Los Conjurados es
el primer libro que compré de Borges, en 1993 o 1994, y es el libro con el que
cierra el tercer tomo de las Obras Completas. Me pregunto si leeré el cuarto,
de prólogos y conferencias y no sé la respuesta aún.
En el prólogo,
Borges nos dice que “Sería muy raro que este libro, que abarca unas cuarenta
composiciones, no atesorara una sola línea secreta, digna de acompañarte hasta
el fin.” (p. 493) Y de hecho, desde el día que compré esa edición a hoy, hay
una línea de Los Conjurados que debe ser la que más veces he citado en mi vida;
es de “Otro fragmento apócrifo” y dice “Te incumben los deberes de todo hombre:
ser justo y ser feliz.” (p. 529) Es casi el lema que me gustaría sentir que
sigo en mi vida, como para grabar a fuego en un escudo de armas imaginario.
Esa composición
tiene otra línea que ahora rescato: “Nadie puede perdonar, ni siquiera el
señor. Si a un hombre lo juzgaran por sus actos, no hay quien no fuera
merecedor del infierno y del cielo.” (p. 528) Ahí hay, quizás, una diferencia
interesante entre los 19 y los 46: de joven uno cree que los otros pueden hacer
cosas imperdonables, a los 46 uno siente que uno mismo puede haberlas hecho. En
“Cristo en la cruz”, Borges lo dice de otra manera: Cristo “Nos ha dejado
espléndidas metáforas / y una doctrina del perdón que puede / anular el
pasado.” (p. 495) Allí leo a Arendt.
Una línea menos
profunda pero interesante es la que equipara al eco y al espejo; es en “Alguien
sueña” y dice “esos dos curiosos hermanos, el eco y el espejo”. (p 510) No son
gemelos idénticos, claro: hermanos.
Solo es nuestro lo
que perdimos me parece otra línea memorable. “Sé que he perdido el amarillo y
el negro y pienso en esos imposibles colores como no piensan los que lo ven.

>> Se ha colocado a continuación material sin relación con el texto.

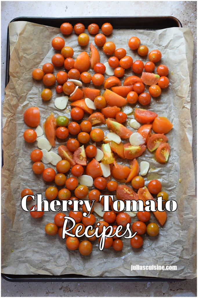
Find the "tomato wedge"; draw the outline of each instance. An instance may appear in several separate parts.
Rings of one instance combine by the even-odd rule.
[[[66,146],[61,145],[58,148],[58,154],[63,159],[68,160],[71,166],[76,164],[74,160],[74,154],[69,150]]]
[[[130,162],[131,172],[126,180],[126,183],[130,182],[134,177],[138,176],[140,172],[140,167],[136,158]]]
[[[138,128],[137,131],[137,132],[140,134],[143,137],[145,140],[145,144],[147,142],[151,134],[151,129],[152,127],[152,124],[144,124]]]
[[[111,90],[113,92],[116,94],[118,94],[123,97],[126,97],[129,92],[133,91],[133,87],[132,85],[130,86],[116,86],[112,87]]]
[[[168,138],[161,134],[153,134],[148,140],[147,149],[150,152],[153,152],[159,146],[168,140]]]
[[[46,137],[52,146],[55,146],[56,138],[55,128],[56,126],[56,119],[53,113],[51,113],[45,120],[43,124]]]
[[[88,121],[91,123],[92,125],[102,123],[105,124],[105,119],[103,115],[99,112],[94,113],[89,116]]]
[[[81,90],[85,94],[84,98],[88,98],[92,101],[94,101],[96,97],[99,96],[100,94],[100,90],[94,89],[93,88],[86,87],[85,88],[82,88]]]
[[[86,166],[87,157],[84,145],[81,147],[79,147],[74,152],[74,161],[78,164],[80,164],[81,166]]]
[[[126,143],[124,145],[124,156],[128,159],[133,159],[141,155],[146,148],[145,145],[132,146],[130,143]]]
[[[140,109],[138,108],[135,109],[135,119],[138,122],[143,124],[152,123],[157,116],[157,114],[154,112]]]
[[[85,112],[91,115],[93,112],[92,109],[88,108],[84,99],[80,99],[79,100],[76,100],[72,103],[70,104],[73,107],[79,107],[81,108]]]
[[[170,147],[168,143],[164,143],[158,147],[155,153],[156,158],[161,164],[167,162],[170,154]]]
[[[90,44],[89,57],[90,57],[90,64],[91,68],[94,69],[94,66],[96,63],[99,63],[100,61],[100,54],[98,51],[92,43]]]
[[[157,206],[157,203],[149,193],[148,189],[146,186],[140,188],[137,192],[137,195],[139,199],[141,200],[144,202],[145,206],[146,205],[145,202],[147,200],[153,200],[155,201],[156,207]],[[167,218],[167,214],[165,211],[160,212],[157,210],[153,212],[153,214],[161,226],[163,226],[164,223]]]
[[[89,162],[85,169],[85,174],[91,176],[94,180],[97,177],[102,176],[102,171],[100,165],[95,158]]]
[[[128,200],[137,201],[139,199],[136,193],[131,187],[124,185],[118,187],[116,190],[116,196],[118,200],[123,201]]]
[[[113,107],[106,107],[101,110],[105,118],[115,118],[116,114],[120,111],[120,108],[116,105]]]
[[[122,139],[127,139],[133,133],[132,131],[114,119],[107,118],[106,120],[106,124],[110,130],[115,133]]]

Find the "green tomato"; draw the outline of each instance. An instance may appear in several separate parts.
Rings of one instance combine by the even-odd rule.
[[[65,116],[59,116],[56,118],[56,124],[58,126],[67,126],[69,123],[69,119]]]

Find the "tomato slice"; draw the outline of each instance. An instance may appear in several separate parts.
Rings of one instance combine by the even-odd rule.
[[[90,64],[91,68],[94,69],[94,66],[96,63],[99,63],[100,61],[100,54],[98,51],[92,43],[90,44],[89,57],[90,57]]]
[[[140,134],[143,137],[145,140],[145,144],[147,142],[150,134],[151,134],[151,129],[152,127],[152,124],[144,124],[142,125],[137,131],[137,132]]]
[[[58,154],[63,159],[68,160],[71,166],[74,166],[76,163],[74,160],[74,154],[66,146],[61,145],[58,148]]]
[[[126,185],[119,185],[116,191],[116,196],[118,200],[123,201],[128,200],[135,200],[138,201],[139,198],[137,195],[129,186]]]
[[[120,108],[118,108],[116,105],[113,107],[106,107],[101,109],[101,112],[102,113],[105,118],[115,118],[116,114],[120,111]]]
[[[142,123],[143,124],[152,123],[155,118],[157,117],[157,114],[154,112],[139,108],[135,109],[135,119],[138,122]]]
[[[138,176],[140,172],[140,167],[136,158],[130,162],[130,167],[131,172],[126,180],[126,183],[130,182],[134,177]]]
[[[133,159],[141,155],[146,148],[145,145],[132,146],[130,143],[126,143],[124,145],[124,156],[128,159]]]
[[[104,97],[107,104],[110,107],[116,105],[118,108],[120,108],[127,103],[126,100],[123,97],[116,94],[109,89],[106,89],[102,96]]]
[[[113,92],[116,94],[123,97],[126,97],[129,92],[133,91],[133,87],[132,85],[130,86],[117,86],[112,87],[111,90]]]
[[[89,116],[88,118],[88,121],[91,122],[92,125],[102,123],[105,123],[104,117],[102,114],[99,112],[94,113]]]
[[[144,202],[145,206],[146,205],[145,201],[147,200],[153,200],[155,201],[156,207],[157,206],[157,203],[149,193],[148,189],[146,186],[140,188],[137,192],[137,195],[139,199],[141,200]],[[164,223],[167,218],[167,214],[165,211],[160,212],[157,210],[153,212],[154,215],[161,226],[163,226]]]
[[[159,162],[165,164],[170,154],[170,147],[168,143],[164,143],[158,147],[155,153],[155,157]]]
[[[107,118],[106,120],[106,124],[110,130],[115,133],[122,139],[127,139],[133,133],[132,131],[114,119]]]
[[[79,107],[81,108],[83,110],[86,112],[88,114],[91,115],[93,112],[93,110],[92,109],[90,109],[88,108],[84,99],[80,99],[79,100],[76,100],[72,103],[70,103],[70,105],[73,107]]]
[[[94,101],[97,96],[99,96],[100,94],[100,90],[98,89],[94,89],[93,88],[82,88],[81,89],[84,93],[85,96],[84,98],[88,98]]]
[[[100,165],[95,158],[89,162],[85,169],[85,174],[91,176],[94,180],[97,177],[102,176],[102,171]]]
[[[51,113],[45,120],[43,124],[46,137],[52,146],[55,146],[56,138],[55,128],[56,126],[56,119],[53,113]]]
[[[86,166],[87,157],[84,145],[81,147],[79,147],[74,152],[74,159],[78,164],[80,164],[81,166]]]
[[[168,138],[164,134],[153,134],[148,140],[147,144],[147,149],[150,152],[153,152],[160,145],[166,143],[168,140]]]

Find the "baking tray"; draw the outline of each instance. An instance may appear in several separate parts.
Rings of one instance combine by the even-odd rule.
[[[11,21],[16,22],[24,21],[40,25],[59,28],[63,23],[68,22],[73,27],[77,23],[82,23],[87,29],[92,23],[97,24],[100,28],[104,23],[110,23],[115,29],[159,30],[176,27],[181,28],[180,21],[173,17],[98,17],[38,18],[34,17],[19,17]],[[9,30],[8,28],[7,39],[6,86],[9,82],[9,69],[10,59]],[[2,154],[2,165],[3,156]],[[75,282],[79,281],[181,281],[185,279],[162,278],[144,276],[90,277],[79,274],[63,274],[61,275],[29,274],[27,275],[6,274],[1,273],[1,276],[8,281],[17,282]]]

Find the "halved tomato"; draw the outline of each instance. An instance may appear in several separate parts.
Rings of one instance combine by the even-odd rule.
[[[107,79],[106,79],[104,82],[103,86],[105,90],[105,89],[111,88],[114,86],[121,86],[121,85],[120,80],[118,78],[113,76],[112,77],[109,77]]]
[[[155,153],[156,158],[159,162],[165,164],[168,159],[170,151],[170,147],[168,143],[164,143],[160,145]]]
[[[152,123],[157,116],[157,114],[154,112],[140,109],[139,108],[135,109],[135,119],[138,122],[142,123],[143,124]]]
[[[135,83],[143,83],[142,80],[136,75],[131,75],[126,77],[124,81],[123,86],[130,86],[134,85]]]
[[[70,104],[73,107],[79,107],[80,108],[81,108],[85,112],[86,112],[88,114],[90,114],[90,115],[91,115],[93,112],[93,110],[92,109],[90,109],[88,107],[84,99],[80,99],[79,100],[76,100],[76,101],[74,101]]]
[[[91,122],[92,125],[101,123],[105,124],[105,123],[104,116],[101,113],[99,112],[96,112],[92,114],[88,118],[88,121]]]
[[[84,145],[81,147],[79,147],[75,151],[74,153],[74,159],[78,164],[80,164],[81,166],[87,165],[87,156]]]
[[[105,118],[115,118],[116,114],[120,111],[120,108],[115,105],[113,107],[106,107],[101,109],[101,111]]]
[[[51,113],[45,120],[43,124],[43,128],[46,136],[51,145],[55,146],[55,139],[56,138],[56,119],[53,113]]]
[[[144,144],[146,144],[150,135],[151,134],[152,127],[152,124],[144,124],[140,126],[137,131],[137,132],[140,134],[145,140],[145,142],[144,143]]]
[[[98,89],[86,87],[85,88],[82,88],[81,90],[85,94],[84,98],[89,98],[92,101],[94,101],[96,97],[100,94],[100,90]]]
[[[114,119],[107,118],[106,120],[106,124],[110,131],[115,133],[122,139],[127,139],[133,133],[132,131]]]
[[[153,152],[156,149],[168,140],[168,138],[164,134],[153,134],[148,140],[147,149],[151,152]]]
[[[123,201],[128,200],[137,201],[139,199],[136,193],[131,187],[124,185],[118,187],[116,190],[116,197],[118,200]]]
[[[141,200],[144,202],[144,204],[146,206],[145,202],[148,200],[153,200],[155,201],[156,207],[157,206],[157,203],[154,200],[149,193],[148,189],[146,186],[140,188],[137,192],[137,195],[139,200]],[[161,226],[164,223],[167,218],[166,211],[161,212],[157,210],[153,212],[153,214]]]
[[[141,155],[146,148],[145,145],[133,146],[130,143],[126,143],[124,145],[124,156],[128,159],[133,159]]]
[[[89,57],[90,57],[90,64],[91,68],[94,69],[94,66],[96,63],[99,63],[100,61],[100,54],[98,51],[92,43],[90,44]]]
[[[138,176],[140,172],[140,167],[136,158],[134,158],[133,160],[130,162],[130,167],[131,172],[126,180],[126,183],[130,182],[134,177]]]
[[[118,108],[120,108],[127,103],[126,100],[123,97],[108,89],[106,89],[102,96],[104,97],[107,104],[110,107],[116,105]]]
[[[97,177],[102,176],[102,171],[100,165],[95,158],[89,162],[85,169],[85,174],[91,176],[94,180]]]
[[[112,87],[111,90],[116,94],[118,94],[123,97],[126,97],[129,92],[133,91],[133,87],[132,85],[130,86],[116,86]]]
[[[74,160],[74,154],[69,150],[66,146],[61,145],[58,148],[58,154],[63,159],[68,160],[71,166],[74,166],[76,163]]]

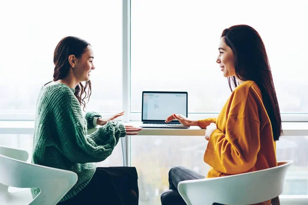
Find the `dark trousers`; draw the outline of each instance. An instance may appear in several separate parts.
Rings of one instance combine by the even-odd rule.
[[[162,205],[186,205],[178,191],[180,181],[191,179],[204,179],[205,177],[197,172],[183,167],[176,167],[169,171],[169,189],[161,196]],[[215,204],[220,204],[215,203]]]
[[[82,190],[57,204],[138,205],[138,178],[134,167],[98,167]]]

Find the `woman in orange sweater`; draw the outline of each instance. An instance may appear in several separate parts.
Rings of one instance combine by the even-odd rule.
[[[275,141],[281,135],[281,119],[263,43],[251,27],[236,25],[223,31],[218,50],[216,62],[231,91],[231,82],[235,89],[217,118],[191,120],[174,114],[166,121],[177,119],[206,129],[204,160],[211,167],[207,177],[276,167]],[[185,204],[177,191],[179,182],[204,177],[182,167],[172,168],[171,190],[162,194],[162,204]],[[260,204],[269,205],[271,200]]]

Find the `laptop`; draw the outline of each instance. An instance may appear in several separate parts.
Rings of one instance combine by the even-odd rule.
[[[188,128],[178,120],[165,122],[174,113],[187,117],[187,92],[142,92],[142,110],[140,126],[142,128]]]

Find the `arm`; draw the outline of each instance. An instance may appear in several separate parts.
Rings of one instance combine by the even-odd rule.
[[[64,93],[54,102],[53,114],[57,148],[69,160],[76,163],[104,160],[112,153],[120,137],[125,135],[122,124],[110,122],[87,135],[87,125],[80,106],[72,95]]]
[[[199,119],[198,120],[197,125],[201,128],[206,129],[211,123],[216,123],[216,118],[211,118],[204,119]]]
[[[230,116],[225,134],[219,129],[211,134],[204,159],[220,172],[238,174],[254,167],[260,149],[260,123],[244,116]]]

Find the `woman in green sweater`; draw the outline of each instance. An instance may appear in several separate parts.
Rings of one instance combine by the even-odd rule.
[[[91,95],[93,58],[91,45],[76,37],[63,38],[55,48],[53,80],[42,87],[37,99],[32,161],[77,174],[77,182],[59,204],[137,204],[134,168],[97,168],[93,163],[108,157],[120,137],[141,130],[112,121],[123,113],[105,120],[93,112],[83,115],[81,106],[84,109]],[[87,135],[97,125],[101,127]],[[31,192],[35,197],[40,190]]]

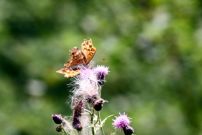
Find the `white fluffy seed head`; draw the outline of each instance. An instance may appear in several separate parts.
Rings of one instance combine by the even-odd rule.
[[[97,76],[91,68],[81,68],[80,75],[74,81],[73,98],[84,98],[89,96],[99,96],[99,86]]]

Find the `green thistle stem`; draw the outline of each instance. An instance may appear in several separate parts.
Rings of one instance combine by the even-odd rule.
[[[91,114],[91,125],[92,125],[91,131],[92,131],[92,135],[95,135],[94,123],[93,123],[94,113],[95,113],[94,109],[92,108],[92,114]]]

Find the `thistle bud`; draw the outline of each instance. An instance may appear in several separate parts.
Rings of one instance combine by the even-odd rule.
[[[130,126],[124,127],[123,132],[125,135],[132,135],[134,133],[134,129]]]
[[[56,127],[56,129],[55,129],[57,132],[61,132],[62,131],[62,126],[61,125],[59,125],[58,127]]]
[[[62,116],[60,114],[52,115],[52,119],[55,122],[55,124],[61,124],[62,123]]]
[[[79,119],[81,117],[82,112],[83,112],[83,101],[81,100],[74,107],[73,120],[72,120],[72,126],[78,131],[82,130],[82,125]]]

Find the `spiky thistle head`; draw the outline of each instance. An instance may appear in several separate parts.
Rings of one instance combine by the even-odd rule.
[[[75,87],[75,90],[73,92],[74,95],[77,97],[88,97],[91,95],[99,94],[97,77],[93,69],[91,68],[82,68],[80,70],[80,75],[76,77],[74,84],[77,87]]]
[[[130,126],[130,118],[125,113],[119,114],[114,119],[112,125],[115,128],[122,129],[125,135],[132,135],[134,133],[134,129]]]
[[[109,73],[109,68],[106,66],[99,65],[99,66],[95,67],[93,70],[97,76],[98,84],[103,85],[105,82],[105,77]]]
[[[119,116],[117,116],[113,121],[114,121],[113,126],[115,128],[128,127],[130,124],[130,119],[128,118],[128,116],[125,113],[119,114]]]

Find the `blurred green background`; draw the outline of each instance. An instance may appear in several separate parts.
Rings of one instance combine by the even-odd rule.
[[[58,134],[51,114],[71,115],[71,79],[55,71],[88,38],[94,61],[110,67],[102,117],[126,112],[137,135],[202,135],[201,8],[201,0],[1,0],[0,135]]]

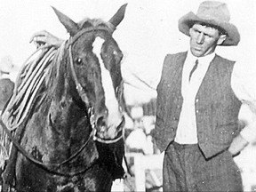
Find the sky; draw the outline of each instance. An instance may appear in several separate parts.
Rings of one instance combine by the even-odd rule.
[[[188,12],[196,12],[201,0],[0,0],[0,60],[12,57],[20,68],[36,50],[29,44],[37,31],[47,30],[68,38],[51,6],[78,22],[84,18],[108,20],[118,8],[128,3],[122,23],[114,33],[124,57],[122,71],[134,86],[125,86],[128,104],[137,104],[156,97],[162,65],[167,53],[188,49],[188,37],[178,29],[178,20]],[[230,22],[241,35],[237,47],[220,47],[221,56],[237,60],[241,71],[256,72],[255,35],[256,8],[254,0],[223,0],[227,3]],[[254,66],[255,65],[255,66]],[[154,89],[138,81],[140,76]],[[134,88],[136,87],[136,88]]]

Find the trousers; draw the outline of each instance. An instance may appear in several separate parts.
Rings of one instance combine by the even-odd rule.
[[[197,144],[180,145],[173,141],[164,154],[163,189],[243,191],[243,183],[239,168],[228,150],[206,159]]]

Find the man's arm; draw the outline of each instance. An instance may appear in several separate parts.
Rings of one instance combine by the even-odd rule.
[[[253,74],[242,74],[244,71],[244,65],[242,63],[236,63],[231,79],[232,89],[242,101],[238,120],[244,127],[240,133],[233,139],[228,148],[234,156],[256,140],[256,79]]]

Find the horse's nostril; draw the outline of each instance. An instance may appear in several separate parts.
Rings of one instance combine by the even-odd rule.
[[[100,116],[99,118],[97,118],[96,126],[97,127],[106,126],[106,121],[104,116]]]

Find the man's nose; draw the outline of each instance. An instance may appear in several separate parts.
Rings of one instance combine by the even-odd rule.
[[[203,44],[204,41],[204,33],[200,33],[197,36],[196,43],[197,44]]]

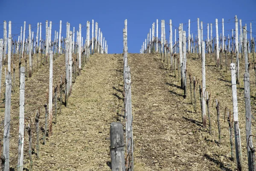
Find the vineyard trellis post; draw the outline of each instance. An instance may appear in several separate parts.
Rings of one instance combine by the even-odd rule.
[[[125,171],[125,143],[123,125],[120,122],[110,124],[110,151],[112,171]]]
[[[231,85],[232,87],[232,96],[233,99],[233,119],[234,121],[234,129],[235,131],[235,142],[236,145],[236,156],[237,170],[241,171],[242,168],[242,154],[241,151],[240,131],[238,121],[238,104],[236,95],[236,64],[230,64],[231,71]]]
[[[9,169],[9,142],[11,121],[11,97],[12,94],[12,75],[8,73],[6,78],[5,107],[4,116],[4,128],[3,130],[3,154],[5,162],[4,171]]]
[[[20,68],[20,119],[19,124],[19,140],[18,145],[18,171],[23,170],[23,157],[24,147],[24,131],[25,128],[25,67]]]

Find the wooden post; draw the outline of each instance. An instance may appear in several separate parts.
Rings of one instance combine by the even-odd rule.
[[[189,19],[189,34],[188,35],[188,52],[190,52],[190,19]]]
[[[246,39],[246,36],[245,35],[247,33],[247,31],[245,28],[245,27],[243,27],[243,33],[244,33],[244,39],[243,39],[243,43],[244,43],[244,64],[245,64],[245,72],[248,72],[248,66],[249,63],[248,62],[248,54],[247,52],[247,40]]]
[[[253,169],[255,167],[255,163],[253,163],[252,159],[255,158],[254,151],[251,151],[253,148],[253,139],[252,136],[251,130],[251,112],[250,105],[250,79],[249,74],[247,72],[244,73],[244,101],[245,102],[245,121],[246,125],[246,143],[247,144],[247,155],[248,157],[248,165],[249,170],[254,170]],[[254,161],[255,162],[255,161]],[[253,166],[253,165],[254,165]],[[253,167],[254,166],[254,167]],[[255,168],[256,169],[256,168]]]
[[[183,41],[182,43],[183,46],[183,89],[184,90],[184,98],[186,99],[186,31],[183,31]]]
[[[126,161],[128,162],[127,164],[128,165],[129,170],[131,171],[134,170],[134,160],[133,160],[133,137],[132,129],[133,116],[132,113],[131,107],[131,73],[130,66],[127,66],[125,69],[126,73],[125,73],[125,84],[126,95],[126,122],[125,125],[125,130],[126,133],[126,148],[127,157]]]
[[[42,38],[41,38],[42,34],[42,23],[40,23],[40,35],[39,35],[39,53],[41,53],[41,43],[42,41]]]
[[[206,107],[205,90],[205,43],[202,41],[202,121],[203,128],[206,128]]]
[[[201,54],[201,33],[200,28],[199,18],[198,18],[198,53]]]
[[[78,66],[78,74],[80,75],[81,74],[81,70],[82,69],[81,67],[81,24],[79,24],[79,38],[78,41],[78,55],[79,55],[79,66]],[[67,44],[66,44],[66,48],[67,46]],[[66,55],[67,55],[67,49],[66,49]],[[67,58],[67,57],[66,57]],[[67,59],[66,59],[67,60]],[[67,62],[67,61],[66,61]],[[67,73],[66,73],[66,77],[67,77]]]
[[[33,161],[32,160],[32,130],[31,127],[31,123],[29,123],[27,129],[29,133],[29,171],[32,171],[33,167]]]
[[[80,34],[80,33],[79,33]],[[81,36],[81,35],[79,35]],[[65,81],[65,83],[66,84],[66,90],[65,90],[65,104],[66,107],[67,107],[68,102],[68,97],[69,97],[69,67],[68,67],[68,49],[69,48],[69,40],[68,40],[68,38],[66,38],[65,39],[65,43],[66,44],[65,46],[65,51],[66,51],[66,58],[65,58],[65,66],[66,66],[66,79]],[[79,44],[80,48],[81,48],[81,44]],[[81,55],[81,51],[79,51],[80,55]],[[80,61],[79,62],[81,62],[81,56],[79,57],[79,59]],[[81,64],[81,63],[79,63],[79,65]],[[80,65],[81,67],[81,65]],[[79,69],[80,70],[80,69]],[[81,72],[81,71],[80,71]]]
[[[220,57],[218,51],[218,19],[215,19],[216,23],[216,67],[218,68],[220,66]]]
[[[238,48],[238,19],[236,15],[236,83],[239,84],[239,50]]]
[[[12,22],[9,21],[8,26],[8,72],[11,73],[11,58],[12,53]]]
[[[184,77],[183,76],[183,66],[182,66],[183,64],[183,53],[182,53],[182,41],[183,40],[183,35],[182,32],[181,32],[181,26],[180,24],[180,26],[179,27],[179,49],[180,51],[180,86],[182,88],[183,88],[183,79]]]
[[[6,56],[7,52],[7,29],[6,21],[3,21],[3,59],[6,61]]]
[[[242,20],[240,19],[239,20],[239,28],[240,28],[240,36],[239,37],[239,50],[240,52],[240,53],[242,53],[242,51],[243,51],[243,47],[242,47],[242,44],[243,44],[243,33],[242,32]]]
[[[50,25],[51,22],[50,21]],[[52,136],[52,44],[50,43],[50,65],[49,65],[49,131],[48,136]]]
[[[58,50],[58,53],[59,54],[61,54],[61,23],[62,23],[62,21],[61,20],[60,20],[60,31],[59,31],[59,41],[58,41],[58,46],[59,46],[59,50]]]
[[[29,77],[32,76],[32,52],[31,40],[31,25],[29,24]]]
[[[125,171],[125,143],[122,125],[120,122],[110,125],[110,151],[112,171]]]
[[[94,20],[92,20],[92,55],[94,53]]]
[[[45,56],[46,57],[46,63],[47,64],[47,59],[48,59],[48,55],[49,53],[49,38],[48,38],[48,20],[46,20],[45,24],[45,46],[46,46],[45,49]]]
[[[220,123],[220,102],[218,101],[217,99],[216,99],[216,110],[217,110],[217,121],[219,133],[218,144],[219,146],[220,146],[221,143],[221,123]]]
[[[47,104],[44,104],[44,108],[45,109],[45,122],[44,122],[44,137],[43,138],[43,145],[45,145],[46,144],[46,142],[45,142],[45,140],[46,139],[46,136],[47,135],[47,116],[48,116],[48,108],[47,108]]]
[[[23,157],[24,148],[24,131],[25,128],[25,67],[20,68],[20,122],[19,124],[19,141],[18,145],[18,171],[23,170]]]
[[[231,119],[231,113],[230,113],[230,111],[227,109],[227,122],[229,127],[230,132],[230,142],[231,151],[231,161],[234,161],[235,157],[234,157],[234,145],[233,145],[233,126],[232,125],[233,122]],[[232,122],[230,122],[230,121]]]
[[[100,28],[99,28],[99,36],[98,37],[98,53],[100,53],[100,51],[99,51],[99,45],[100,44]]]
[[[0,39],[0,97],[1,94],[1,90],[2,87],[1,86],[1,81],[2,81],[2,67],[3,66],[3,39]]]
[[[230,64],[231,70],[231,85],[232,87],[232,96],[233,98],[233,113],[234,122],[234,129],[235,130],[235,140],[236,144],[236,162],[237,170],[242,170],[242,154],[241,148],[241,142],[240,141],[240,131],[238,122],[238,105],[236,95],[236,64]]]
[[[96,51],[96,48],[97,48],[97,43],[98,43],[98,23],[97,22],[96,22],[95,23],[95,47],[94,47],[94,53],[95,53],[96,52],[97,52]]]
[[[35,132],[36,133],[36,157],[38,159],[39,159],[39,148],[40,145],[39,139],[39,118],[40,117],[40,113],[39,110],[37,110],[36,114],[35,117]]]
[[[58,84],[56,85],[56,87],[54,88],[54,109],[55,109],[55,114],[54,115],[55,120],[55,124],[57,124],[57,113],[58,109],[57,107],[57,90],[58,89]]]
[[[72,89],[72,32],[70,32],[70,40],[69,40],[69,83],[68,88],[68,96],[70,96],[71,93],[71,90]]]
[[[157,40],[156,40],[157,53],[158,53],[158,19],[157,19]]]
[[[209,96],[208,96],[208,91],[206,92],[206,104],[207,104],[207,109],[208,113],[208,119],[209,120],[209,133],[210,135],[212,134],[212,124],[211,123],[211,116],[210,115],[210,105],[209,105],[209,103],[210,103],[210,96],[211,96],[211,94]]]
[[[4,127],[3,130],[3,154],[5,158],[4,171],[9,170],[9,142],[11,122],[11,97],[12,93],[12,75],[8,73],[6,78],[5,107]]]
[[[222,18],[222,50],[224,50],[224,18]],[[223,51],[222,51],[223,52]]]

(...) sólo es nuestro lo que perdimos”. (“Posesión del ayer”, p. 521) Las cosas
que perdimos, la gente que ya no está con nosotros, lo que dejamos de ser; eso
hace nuestra historia quizás más que lo que queda con nosotros.
Y después está “Todos los ayeres, un sueño”, donde Borges usa su propia trayectoria para
decir, una vez más, lo que siempre dijo, que las palabras y las ideas vienen
antes (p. 533). Vuelve a Juan Muraña (nombre que figura en por lo menos otros
tres libros: La cifra, La moneda de hierro y El informe de Brodie) para
demostrar lo poco que le costó “erigir una mitología”. Lo hizo con “Naderías.”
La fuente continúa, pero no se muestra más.